The Algorithm -Get the copora and split to single words

  • To make the prediction, all text samples from twitter/blogs/news were read in as the studying copora.
  • First, each text sample was split to single sentences by punctuations “[\.]|[!]|[?]|[,]|[;]”.
  • Then each sentence was split to words by “[^[:alpha:]’’]”. Here “’’” was included to keep phrases like I’m/we’ve.
  • Sometimes the words were surrounded by apostrophe like ‘hello’, which will make it a totally different word from hello, and these kind of apostrophes were removed. some critical codes for these steps were shown here:
a=unlist(strsplit(t,split="[\\.]|[!]|[?]|[,]|[;]")) 
a=unlist(strsplit(t,split="[^[:alpha:]'’]")) 
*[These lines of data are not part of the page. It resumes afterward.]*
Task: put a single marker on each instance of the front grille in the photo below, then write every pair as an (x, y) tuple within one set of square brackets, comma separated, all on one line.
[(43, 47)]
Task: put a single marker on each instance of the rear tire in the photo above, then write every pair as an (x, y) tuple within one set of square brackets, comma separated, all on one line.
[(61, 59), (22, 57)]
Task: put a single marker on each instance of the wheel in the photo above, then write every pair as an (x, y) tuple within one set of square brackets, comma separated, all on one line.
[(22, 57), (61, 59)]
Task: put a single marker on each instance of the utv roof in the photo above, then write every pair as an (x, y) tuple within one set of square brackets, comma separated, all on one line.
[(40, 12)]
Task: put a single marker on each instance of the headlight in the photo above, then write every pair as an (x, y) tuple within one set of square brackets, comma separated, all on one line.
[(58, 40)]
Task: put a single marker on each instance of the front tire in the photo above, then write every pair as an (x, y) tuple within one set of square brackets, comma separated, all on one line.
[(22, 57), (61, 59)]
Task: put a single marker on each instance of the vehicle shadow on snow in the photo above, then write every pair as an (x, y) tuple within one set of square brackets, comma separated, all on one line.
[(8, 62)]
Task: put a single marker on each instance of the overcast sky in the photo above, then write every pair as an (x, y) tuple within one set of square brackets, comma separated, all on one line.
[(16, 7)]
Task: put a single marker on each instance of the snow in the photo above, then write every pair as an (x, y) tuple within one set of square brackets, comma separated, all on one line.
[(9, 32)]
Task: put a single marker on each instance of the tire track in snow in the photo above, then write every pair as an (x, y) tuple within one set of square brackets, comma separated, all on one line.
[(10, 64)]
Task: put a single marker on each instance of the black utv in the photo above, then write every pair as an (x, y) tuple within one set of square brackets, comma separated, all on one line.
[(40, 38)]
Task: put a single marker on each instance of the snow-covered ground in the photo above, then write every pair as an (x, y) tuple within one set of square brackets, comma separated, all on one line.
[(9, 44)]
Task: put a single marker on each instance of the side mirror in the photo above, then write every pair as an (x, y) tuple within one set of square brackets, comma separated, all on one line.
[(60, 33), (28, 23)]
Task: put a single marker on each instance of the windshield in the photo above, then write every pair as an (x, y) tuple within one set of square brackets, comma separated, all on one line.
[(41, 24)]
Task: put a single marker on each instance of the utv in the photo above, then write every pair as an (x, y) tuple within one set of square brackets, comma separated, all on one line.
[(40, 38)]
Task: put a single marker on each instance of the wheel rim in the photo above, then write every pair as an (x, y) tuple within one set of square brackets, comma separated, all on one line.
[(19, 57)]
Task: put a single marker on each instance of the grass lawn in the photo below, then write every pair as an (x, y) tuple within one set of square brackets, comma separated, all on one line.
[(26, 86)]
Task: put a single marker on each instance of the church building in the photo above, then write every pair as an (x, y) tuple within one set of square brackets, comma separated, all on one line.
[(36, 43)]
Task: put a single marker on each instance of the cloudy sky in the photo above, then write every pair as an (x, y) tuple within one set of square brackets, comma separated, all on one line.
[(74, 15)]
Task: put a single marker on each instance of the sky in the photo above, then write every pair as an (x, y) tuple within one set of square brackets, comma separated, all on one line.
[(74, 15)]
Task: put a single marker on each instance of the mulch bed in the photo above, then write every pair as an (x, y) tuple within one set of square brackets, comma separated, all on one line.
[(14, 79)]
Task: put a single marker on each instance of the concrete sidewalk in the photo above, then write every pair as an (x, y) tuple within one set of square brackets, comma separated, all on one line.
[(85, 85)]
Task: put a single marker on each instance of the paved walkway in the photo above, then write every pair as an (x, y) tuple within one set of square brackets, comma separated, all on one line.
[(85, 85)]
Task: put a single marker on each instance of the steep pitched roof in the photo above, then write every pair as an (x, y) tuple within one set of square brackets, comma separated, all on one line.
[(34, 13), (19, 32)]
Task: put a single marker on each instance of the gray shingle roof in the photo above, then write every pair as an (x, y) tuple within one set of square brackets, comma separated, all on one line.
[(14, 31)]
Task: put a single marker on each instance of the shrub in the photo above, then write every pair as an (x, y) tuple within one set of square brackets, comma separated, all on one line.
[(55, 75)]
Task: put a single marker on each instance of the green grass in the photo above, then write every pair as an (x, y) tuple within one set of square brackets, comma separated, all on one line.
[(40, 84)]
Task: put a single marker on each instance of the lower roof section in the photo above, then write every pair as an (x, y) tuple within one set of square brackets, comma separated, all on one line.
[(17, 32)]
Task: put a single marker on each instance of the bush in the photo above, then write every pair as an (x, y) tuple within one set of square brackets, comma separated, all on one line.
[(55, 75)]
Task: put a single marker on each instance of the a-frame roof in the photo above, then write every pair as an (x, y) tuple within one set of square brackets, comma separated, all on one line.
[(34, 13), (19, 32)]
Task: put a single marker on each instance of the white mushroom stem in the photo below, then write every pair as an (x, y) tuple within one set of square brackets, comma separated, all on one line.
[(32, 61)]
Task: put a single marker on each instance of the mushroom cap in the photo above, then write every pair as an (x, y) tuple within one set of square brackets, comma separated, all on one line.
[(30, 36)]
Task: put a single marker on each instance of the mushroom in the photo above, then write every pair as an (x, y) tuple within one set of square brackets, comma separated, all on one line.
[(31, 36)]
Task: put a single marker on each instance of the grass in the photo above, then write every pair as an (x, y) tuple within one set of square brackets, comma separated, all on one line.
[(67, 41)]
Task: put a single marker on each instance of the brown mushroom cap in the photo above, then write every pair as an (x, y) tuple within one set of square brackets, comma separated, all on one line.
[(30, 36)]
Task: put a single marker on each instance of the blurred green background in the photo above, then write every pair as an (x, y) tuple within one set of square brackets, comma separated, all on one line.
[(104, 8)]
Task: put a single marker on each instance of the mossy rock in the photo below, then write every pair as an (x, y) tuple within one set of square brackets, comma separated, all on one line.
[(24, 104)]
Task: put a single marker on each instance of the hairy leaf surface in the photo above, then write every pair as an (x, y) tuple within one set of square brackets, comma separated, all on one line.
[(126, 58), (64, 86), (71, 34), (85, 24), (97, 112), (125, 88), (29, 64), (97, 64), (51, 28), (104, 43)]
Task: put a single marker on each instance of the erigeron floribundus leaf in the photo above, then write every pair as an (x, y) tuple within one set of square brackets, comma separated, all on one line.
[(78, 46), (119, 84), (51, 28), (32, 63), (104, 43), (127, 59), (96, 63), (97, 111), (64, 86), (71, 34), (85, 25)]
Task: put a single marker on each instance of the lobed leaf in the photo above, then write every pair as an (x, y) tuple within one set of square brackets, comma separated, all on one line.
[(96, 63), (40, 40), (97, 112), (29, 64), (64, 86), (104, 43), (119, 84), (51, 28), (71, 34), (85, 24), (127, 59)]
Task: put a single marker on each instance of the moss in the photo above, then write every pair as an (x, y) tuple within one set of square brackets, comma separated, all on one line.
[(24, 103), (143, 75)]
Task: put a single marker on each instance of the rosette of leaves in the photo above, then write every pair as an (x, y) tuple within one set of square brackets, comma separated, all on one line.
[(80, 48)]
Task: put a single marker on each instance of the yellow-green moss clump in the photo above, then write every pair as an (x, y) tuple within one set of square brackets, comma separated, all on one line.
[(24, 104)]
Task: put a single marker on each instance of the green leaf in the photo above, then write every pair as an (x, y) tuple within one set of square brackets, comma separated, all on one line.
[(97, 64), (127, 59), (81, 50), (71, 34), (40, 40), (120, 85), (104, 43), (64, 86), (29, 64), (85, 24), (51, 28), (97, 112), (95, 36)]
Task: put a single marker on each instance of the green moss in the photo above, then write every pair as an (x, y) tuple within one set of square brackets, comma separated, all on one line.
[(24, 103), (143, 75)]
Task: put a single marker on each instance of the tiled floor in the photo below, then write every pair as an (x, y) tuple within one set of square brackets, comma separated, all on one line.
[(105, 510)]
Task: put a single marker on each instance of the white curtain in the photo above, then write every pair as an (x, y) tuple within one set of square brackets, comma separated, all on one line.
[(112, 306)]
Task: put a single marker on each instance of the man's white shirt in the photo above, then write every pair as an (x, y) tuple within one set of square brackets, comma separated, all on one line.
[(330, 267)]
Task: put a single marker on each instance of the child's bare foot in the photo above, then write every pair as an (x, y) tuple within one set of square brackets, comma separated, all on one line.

The Algorithm -Calculating single word, Bigram and Trigram probability

  • Bigram and Trigram were got by paste each word with its following one or two words in every sentence.
  • Single word (Unigram),Bigram and Trigram probability was calculated separately by the following formulas. Here w is every word. C is its counts in the copora. N: total words in the copora. V: words in vocabulary.

\[ P(w_i)=(Cw_i+1)/(N+V) \] \[ P(w_i|w_{i-1}))=(C(w_{i-1},w_i)+1)/(C(w_{i-1})+V) \] \[ P(w_i|w_{i-1},w_{i-2}))= (C(w_{i-2},w_{i-1},w_i)+1)/(C(w_{i-2},w_{i-1})+V) \]

The Algorithm -Bigram and Trigram probability and Prediction

I use the Bigram & Trigram statistic probability to predict next word.The predict word is the word with highest Trigram or Bigram (if input phrase contains only one word. or Trigram has no output) probability. In the results, stopword from package(tm) and letters were removed.

some key codes for these steps were:

v2Fm$Ptwo<-(v2Fm$Freq.y+1)/(v2Fm$Freq.x+nrow(v1F)) 
v3Fm$Ptri<-(v3Fm$gram3Freq+1)/(v3Fm$gram2Freq+nrow(v1F)) 

Thanks for trying! Hope you find my app useful!